''$\Gamma\vdash A\ \textrm{true}$'' in Martin-Löf type theory

Question

I have a basic question about the notation ''$\Gamma\vdash A\ \textrm{true}$'' in Martin-Löf type theory. In his 1984 book, Martin-Löf says that if we have $\Gamma\vdash a:A$ and we do not care about the computational content of the proof, we shall suppress $a$ writing simply $\Gamma\vdash A\ \textrm{true}$. My question is, what is ''true'' in this notation? Is ''true'' a type, or is it a meta-level label?

Answer 1

"$\Gamma \vdash A\text{ true}$" is a judgment, which we can read as "in the context $\Gamma$ the proposition $A$ is true".
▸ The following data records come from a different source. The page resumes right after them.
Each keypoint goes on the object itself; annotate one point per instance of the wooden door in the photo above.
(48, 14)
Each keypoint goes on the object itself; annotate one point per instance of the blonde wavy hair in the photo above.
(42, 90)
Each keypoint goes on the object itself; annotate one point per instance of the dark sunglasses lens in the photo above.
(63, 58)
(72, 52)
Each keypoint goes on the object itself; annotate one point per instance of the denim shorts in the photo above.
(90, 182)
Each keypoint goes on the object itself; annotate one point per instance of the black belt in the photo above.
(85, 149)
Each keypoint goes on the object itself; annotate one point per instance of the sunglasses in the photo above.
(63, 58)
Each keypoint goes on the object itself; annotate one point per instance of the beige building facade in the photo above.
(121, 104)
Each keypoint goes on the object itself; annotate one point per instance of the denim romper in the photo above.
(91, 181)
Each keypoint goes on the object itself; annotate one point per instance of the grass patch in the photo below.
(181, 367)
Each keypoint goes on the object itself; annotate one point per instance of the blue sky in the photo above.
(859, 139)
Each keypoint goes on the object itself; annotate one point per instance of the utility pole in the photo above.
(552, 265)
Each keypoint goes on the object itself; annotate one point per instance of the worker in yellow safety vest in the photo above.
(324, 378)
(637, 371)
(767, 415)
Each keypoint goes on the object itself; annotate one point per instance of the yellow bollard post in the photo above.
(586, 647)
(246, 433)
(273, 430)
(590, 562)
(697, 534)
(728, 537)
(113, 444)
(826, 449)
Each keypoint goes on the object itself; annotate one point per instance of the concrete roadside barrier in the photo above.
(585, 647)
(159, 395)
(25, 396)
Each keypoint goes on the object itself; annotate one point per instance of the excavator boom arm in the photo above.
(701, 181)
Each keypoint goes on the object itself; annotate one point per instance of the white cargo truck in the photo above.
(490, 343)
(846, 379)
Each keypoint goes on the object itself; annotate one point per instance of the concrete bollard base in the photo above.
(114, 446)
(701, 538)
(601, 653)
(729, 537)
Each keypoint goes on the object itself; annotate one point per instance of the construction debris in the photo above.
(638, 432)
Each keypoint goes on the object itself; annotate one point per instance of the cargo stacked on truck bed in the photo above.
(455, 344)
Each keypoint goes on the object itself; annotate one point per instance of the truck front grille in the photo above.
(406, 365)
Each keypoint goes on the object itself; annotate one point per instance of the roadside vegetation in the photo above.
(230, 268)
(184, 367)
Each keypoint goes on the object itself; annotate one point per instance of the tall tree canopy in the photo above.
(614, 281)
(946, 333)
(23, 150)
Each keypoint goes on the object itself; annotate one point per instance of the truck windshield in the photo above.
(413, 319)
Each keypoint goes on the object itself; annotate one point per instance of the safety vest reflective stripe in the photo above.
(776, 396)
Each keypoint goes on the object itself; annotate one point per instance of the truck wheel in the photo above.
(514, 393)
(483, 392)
You've already encountered another sort of judgment, "$\Gamma \vdash a : A$", which we normally read as "in the context $\Gamma$, the term $a$ has type $A$", or under the identification of propositions and types, "in the context $\Gamma$, the term $a$ proves the proposition $A$".

The label $\text{ true}$ belongs to the same syntactic category in the former judgment that the turnstile symbol "$\vdash$" and the colon symbol "$:$" belong to in the latter judgment. They form part of the notation that we use for writing judgments.